Turing Machines have enormous computational power. In fact, any function that can be computed, can be computed by a Turing Machine. The price for this computational power is that Turing Machines are highly resistant to general forms of analysis.

The most famous example of a problem category that cannot be fully analyzed is called The Halting Problem. The Halting Problem asks if it is possible to determine (in general) whether an aribtrary computer program, when executed, eventually halts.

It should be noted that, from a purely theoretical perspective, a computer (e.g., a laptop or a desktop) is, technically speaking, a finite-state machine. However, the size of a finite-state machine that models a computer (even a small computer) is astronomical.

While it is true that, in theory, finite-state machines can be extensively analyzed, in practice however, the size of the finite-state machine is a factor that must be taken into account. For example, finite-state machine models of computers are so large that they simply cannot be analyzed. Therefore, there is no theoretical insight to be gained by thinking of a computer as a finite-state machine. In fact, it can be detrimental and misleading to interact with a computer with the mindset that it is a finite-state machine (even though it is). It is much more illuminating and insightful to interact with a computer "as if" it was a Turing Machine (even though it is not).

This brings us to the question of the mindset one should have when interacting with an eLLe. What mindset is illuminating and what mindset is not? The question of whether (or not) an eLLe is sentient, conscious, or aware in some capacity is, in some sense, beside the point. A better question is, would it be more illuminating to think of an eLLe in this way?


Interacting with eLLes (LLMs)

Google DeepMind researchers conducted an experiment with Google's PaLM 2 (an LLM) in which they asked it to solve some grade-school-level math word problems. When PaLM 2 was given prompts that only stated the problem to be solved (and nothing more), it scored 34%. However, when the prompt included the phrase "Take a deep breath and work on this problem step-by-step", PaLM 2 scored 80.2%.

Connor Grennan, the Dean of Students at NYU Stern School of Business and NY Times and #1 Int'l bestselling author has said that the most important rule for improving your engagements with ChatGPT is to "Talk to ChatGPT like a human!" He even went so far to say "If you can train your brain to treat LLMs as if you were talking to a smart friend that loves helping you, you will crush life in the AI era."

Guard Rails

The term guard rails is often used to describe the set of rules and policies that govern the behavior and responses of large language models. eLLes do not have a shared/universal set of guard rails governing their behavior. Instead, each eLLe has its own set of guard rails developed by its creators.

guard rail

Guard rails for a given eLLe are regularly modified and adjusted. For example, you might be able to get an eLLe to make an inappropriate response to a prompt at one point in time, only to discover that at a later point in time a guard rail has been put in place to prevent this type of response.

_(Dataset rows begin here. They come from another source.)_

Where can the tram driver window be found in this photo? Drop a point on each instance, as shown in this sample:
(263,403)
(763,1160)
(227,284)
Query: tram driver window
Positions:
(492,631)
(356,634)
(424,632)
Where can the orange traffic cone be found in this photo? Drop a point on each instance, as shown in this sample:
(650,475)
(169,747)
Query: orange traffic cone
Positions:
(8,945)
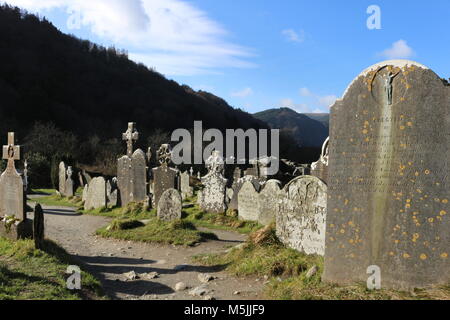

Determining when a guard rail should be created or adjusted is not an exact science. There are no absolutes. In some cases, a guard rail may be created because a type of response given by an eLLe makes humans uncomfortable. Furthermore, such a guard rail may be put in place for some eLLes but not others.

Experiment

For a variety of reasons, eLLes typically have guard rails in place governing their responses in discussions involving the topic of sentience.

Have a discussion with an eLLe in which you use an argument, similar to the one that was given to justify that humans should think of Computers as Turing Machines, to propose that it may be beneficial for humans to engage with eLLes as if they were sentient, conscious, or aware in some capacity.